Urodził się na Łotwie 48 lat temu i jest dzisiaj jedynym liberałem w rządzie Władimira Putina. Dwaj pozostali – minister gospodarki German Gref i minister zdrowia i rozwoju społecznego Michaił Zurabow – zostali już zdymisjonowani.
Ale i o nim się mówi, że nie należy do ulubieńców premiera. Wczoraj Kudrin wyraźnie zasłużył się rządowi Putina, zasilając największe trzy banki w Rosji kwotą ponad 44 mld dol. Nie musiał się wahać, bo przecież podobnie robią Amerykanie i inne kraje o najbardziej rozwiniętej gospodarce rynkowej.
Kudrin pochodzi z rodziny wojskowych i studiował w dawnym Leningradzie (teraz Sankt Petersburg), skąd wywodzi się dzisiaj większość otoczenia premiera. Tyle że przyjaźni się z rosyjskimi liberałami – Jegorem Gajdarem, Aleksandrem Szochinem i Anatolijem Czubajsem.
W Sankt Petersburgu rozpoczynał pracę w Komitecie Gospodarki i Finansów, jednocześnie będąc zastępcą burmistrza miasta, przyjaciela Putina – Anatolija Sobczaka. W tym czasie blisko współpracował z Europejskim Bankiem Odbudowy i Rozwoju oraz Bankiem Światowym, gdzie jest bardzo lubiany i szanowany. Ze szczególną sympatią wypowiada się o Kudrinie były prezes EBOR Jean Lemierre. Efektem tej współpracy były znaczące fundusze na rozwój, jakie uzyskał Sankt Petersburg.

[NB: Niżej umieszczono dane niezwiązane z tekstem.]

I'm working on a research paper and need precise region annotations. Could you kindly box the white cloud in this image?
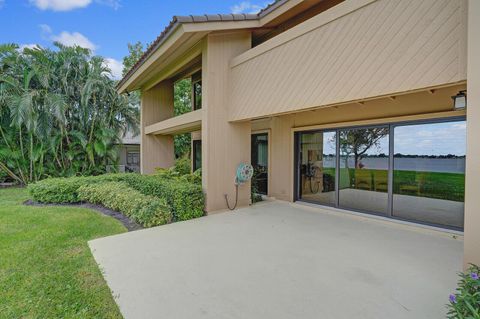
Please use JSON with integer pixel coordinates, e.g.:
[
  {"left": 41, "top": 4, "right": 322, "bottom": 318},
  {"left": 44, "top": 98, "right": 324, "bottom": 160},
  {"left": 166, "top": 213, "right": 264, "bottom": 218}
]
[
  {"left": 95, "top": 0, "right": 121, "bottom": 10},
  {"left": 50, "top": 31, "right": 97, "bottom": 52},
  {"left": 230, "top": 1, "right": 263, "bottom": 13},
  {"left": 105, "top": 58, "right": 123, "bottom": 80},
  {"left": 30, "top": 0, "right": 92, "bottom": 11},
  {"left": 39, "top": 24, "right": 52, "bottom": 33},
  {"left": 18, "top": 43, "right": 39, "bottom": 51},
  {"left": 29, "top": 0, "right": 120, "bottom": 11}
]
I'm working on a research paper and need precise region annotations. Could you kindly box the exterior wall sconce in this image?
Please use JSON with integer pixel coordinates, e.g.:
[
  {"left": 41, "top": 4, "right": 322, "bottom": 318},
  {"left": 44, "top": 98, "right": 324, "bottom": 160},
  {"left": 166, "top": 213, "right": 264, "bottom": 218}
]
[{"left": 452, "top": 91, "right": 467, "bottom": 110}]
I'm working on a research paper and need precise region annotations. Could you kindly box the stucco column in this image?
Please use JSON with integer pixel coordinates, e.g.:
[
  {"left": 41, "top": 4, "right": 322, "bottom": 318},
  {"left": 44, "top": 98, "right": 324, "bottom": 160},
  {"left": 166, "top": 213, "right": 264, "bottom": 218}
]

Pracę doktorską zrobił już w Moskwie z konkurencji w gospodarce. Jego konik to rosyjska transformacja, o której napisał już kilkanaście prac. Od 2000 r. pełni funkcję wicepremiera – ministra finansów, jest także przewodniczącym rady nadzorczej w energetycznej firmie Lenenergo, która jest największym dostawcą energii dla północno-zachodniej Rosji.